それだけでなく、肉親やその他の人間関係も。二年間も三好にいるということは、それら
を全て絶っているということではないだろうか。

「ヒ・ミ・ツ。へへー」

 しかし成羽は、人差し指を口に当てて悪戯っぽく笑っただけだった。結城は潔く諦めて、
溜め息をついた。

「そういえばさ、絣。あたしと絣が会ったのも、天宮(てんぐう)神社じゃなかった?」

 突然思い出したように、成羽は絣の方を向く。
 
「あ……うん、そうだね」

 絣も、意外と言った表情で頷く。
 
「なーんか、すっごい偶然ね。よし!それじゃあ今度はあたし達三人が出会った記念とい
うことで、いっちょ神社まで行ってみよっか!」

 ぱん、と手を叩いて、成羽が提案する。神社に行く、ということで、絣も快く承諾した。
 
「さ、行きましょ、川本さん」

 二人は石段に向かって歩き出した。
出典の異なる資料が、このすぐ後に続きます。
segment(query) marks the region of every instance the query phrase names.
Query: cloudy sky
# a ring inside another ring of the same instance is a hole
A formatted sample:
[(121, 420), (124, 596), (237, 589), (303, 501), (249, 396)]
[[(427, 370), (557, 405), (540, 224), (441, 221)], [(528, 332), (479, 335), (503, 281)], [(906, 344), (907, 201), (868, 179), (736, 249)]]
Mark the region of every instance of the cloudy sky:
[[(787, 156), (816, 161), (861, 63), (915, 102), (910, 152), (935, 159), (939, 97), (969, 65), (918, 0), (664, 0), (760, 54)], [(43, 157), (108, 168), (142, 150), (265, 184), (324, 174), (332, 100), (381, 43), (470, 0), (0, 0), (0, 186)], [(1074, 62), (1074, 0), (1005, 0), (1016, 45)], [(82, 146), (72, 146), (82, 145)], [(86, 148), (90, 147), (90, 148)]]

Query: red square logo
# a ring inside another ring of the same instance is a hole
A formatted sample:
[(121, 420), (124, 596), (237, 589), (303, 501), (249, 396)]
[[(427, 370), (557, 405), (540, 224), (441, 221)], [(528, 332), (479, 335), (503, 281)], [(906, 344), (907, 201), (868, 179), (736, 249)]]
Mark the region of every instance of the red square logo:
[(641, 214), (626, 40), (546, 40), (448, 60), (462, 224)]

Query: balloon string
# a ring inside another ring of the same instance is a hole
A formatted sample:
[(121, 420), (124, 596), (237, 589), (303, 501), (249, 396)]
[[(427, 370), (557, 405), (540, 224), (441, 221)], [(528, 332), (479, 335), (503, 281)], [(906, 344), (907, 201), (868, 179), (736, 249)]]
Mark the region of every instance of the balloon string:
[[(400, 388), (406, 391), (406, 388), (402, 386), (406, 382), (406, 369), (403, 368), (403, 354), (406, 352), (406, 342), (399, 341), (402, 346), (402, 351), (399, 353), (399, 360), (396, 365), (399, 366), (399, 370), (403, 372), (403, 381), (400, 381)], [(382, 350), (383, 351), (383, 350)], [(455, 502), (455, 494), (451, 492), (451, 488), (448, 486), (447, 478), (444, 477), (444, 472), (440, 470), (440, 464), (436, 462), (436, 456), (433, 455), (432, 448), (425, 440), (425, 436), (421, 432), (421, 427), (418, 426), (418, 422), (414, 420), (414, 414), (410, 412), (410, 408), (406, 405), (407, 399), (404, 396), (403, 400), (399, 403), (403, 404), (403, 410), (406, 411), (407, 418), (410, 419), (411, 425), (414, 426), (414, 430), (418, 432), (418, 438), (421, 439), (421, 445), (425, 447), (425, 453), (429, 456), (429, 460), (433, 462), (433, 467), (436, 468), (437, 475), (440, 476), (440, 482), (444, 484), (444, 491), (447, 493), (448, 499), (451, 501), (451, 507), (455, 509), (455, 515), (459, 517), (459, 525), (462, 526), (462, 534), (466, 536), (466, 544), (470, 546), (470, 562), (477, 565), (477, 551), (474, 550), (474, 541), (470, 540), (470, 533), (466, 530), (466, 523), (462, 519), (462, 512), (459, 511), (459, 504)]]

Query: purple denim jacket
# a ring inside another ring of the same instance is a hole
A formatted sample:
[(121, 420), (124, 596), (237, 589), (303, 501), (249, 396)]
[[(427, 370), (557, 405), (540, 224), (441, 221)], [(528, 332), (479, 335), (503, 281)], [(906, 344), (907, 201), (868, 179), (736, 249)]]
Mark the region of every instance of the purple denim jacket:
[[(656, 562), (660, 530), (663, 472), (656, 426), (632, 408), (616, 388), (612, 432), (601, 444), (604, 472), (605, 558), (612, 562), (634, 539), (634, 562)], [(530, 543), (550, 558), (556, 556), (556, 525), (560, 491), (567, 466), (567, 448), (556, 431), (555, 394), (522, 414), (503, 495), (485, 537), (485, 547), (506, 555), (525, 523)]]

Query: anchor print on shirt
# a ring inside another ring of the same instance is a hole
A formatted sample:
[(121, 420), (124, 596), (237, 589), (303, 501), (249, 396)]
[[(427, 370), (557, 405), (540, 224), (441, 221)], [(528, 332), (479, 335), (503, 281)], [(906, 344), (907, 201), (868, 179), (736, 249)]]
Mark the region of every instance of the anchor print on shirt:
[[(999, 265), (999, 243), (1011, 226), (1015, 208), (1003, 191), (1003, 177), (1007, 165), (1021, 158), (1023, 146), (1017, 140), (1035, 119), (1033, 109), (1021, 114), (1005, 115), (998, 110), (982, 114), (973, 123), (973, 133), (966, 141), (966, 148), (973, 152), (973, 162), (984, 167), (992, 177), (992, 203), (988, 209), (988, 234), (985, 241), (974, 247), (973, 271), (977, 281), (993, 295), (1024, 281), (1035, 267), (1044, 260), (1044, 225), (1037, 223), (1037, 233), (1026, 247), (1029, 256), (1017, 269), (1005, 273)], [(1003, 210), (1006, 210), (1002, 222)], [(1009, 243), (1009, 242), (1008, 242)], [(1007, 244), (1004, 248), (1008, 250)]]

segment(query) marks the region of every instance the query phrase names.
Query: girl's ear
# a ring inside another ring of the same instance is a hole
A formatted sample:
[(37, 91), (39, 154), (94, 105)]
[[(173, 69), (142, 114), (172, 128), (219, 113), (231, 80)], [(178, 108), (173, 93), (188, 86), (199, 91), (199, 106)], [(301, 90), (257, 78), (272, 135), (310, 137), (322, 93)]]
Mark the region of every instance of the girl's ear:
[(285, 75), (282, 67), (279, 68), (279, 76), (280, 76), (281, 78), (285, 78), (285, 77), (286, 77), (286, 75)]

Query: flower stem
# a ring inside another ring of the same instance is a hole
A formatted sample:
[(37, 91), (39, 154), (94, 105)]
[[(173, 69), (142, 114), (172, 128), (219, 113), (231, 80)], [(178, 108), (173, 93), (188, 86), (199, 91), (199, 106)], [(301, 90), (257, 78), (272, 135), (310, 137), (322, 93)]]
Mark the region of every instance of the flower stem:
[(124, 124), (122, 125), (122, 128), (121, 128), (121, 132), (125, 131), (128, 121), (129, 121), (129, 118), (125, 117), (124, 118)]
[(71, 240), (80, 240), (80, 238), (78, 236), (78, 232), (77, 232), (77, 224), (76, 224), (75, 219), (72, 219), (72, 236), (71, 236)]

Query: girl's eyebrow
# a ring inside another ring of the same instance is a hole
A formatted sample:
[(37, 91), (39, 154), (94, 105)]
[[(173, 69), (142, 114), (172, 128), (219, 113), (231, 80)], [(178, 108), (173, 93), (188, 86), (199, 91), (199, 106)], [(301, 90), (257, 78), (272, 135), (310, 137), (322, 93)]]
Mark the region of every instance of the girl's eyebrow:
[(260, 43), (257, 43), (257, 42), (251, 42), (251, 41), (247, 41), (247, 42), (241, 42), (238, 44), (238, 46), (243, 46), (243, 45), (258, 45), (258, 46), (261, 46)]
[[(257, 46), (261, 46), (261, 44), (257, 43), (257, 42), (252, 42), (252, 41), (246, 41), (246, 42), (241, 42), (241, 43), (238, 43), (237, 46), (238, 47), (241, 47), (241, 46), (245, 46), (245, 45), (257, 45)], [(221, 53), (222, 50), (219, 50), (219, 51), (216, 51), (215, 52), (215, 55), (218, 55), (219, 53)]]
しかし、何が何だか分からないまま話が進んでしま
い、取り残された結城は、慌てて二人を呼び止める。

「ち、ちょっと待ってくれ!俺は今脚がすごい筋肉痛で……!」
「登れば治ります!!」

 振り返ると同時に、絣と成羽は声を揃えて断言した。全く根拠のない理論に結城は硬直
する。しかしその背中を、回り込んだ成羽が有無を言わさず押していく。
 脚と口から悲鳴をあげて、結城はその段数過多な、神様への道を登らされていった。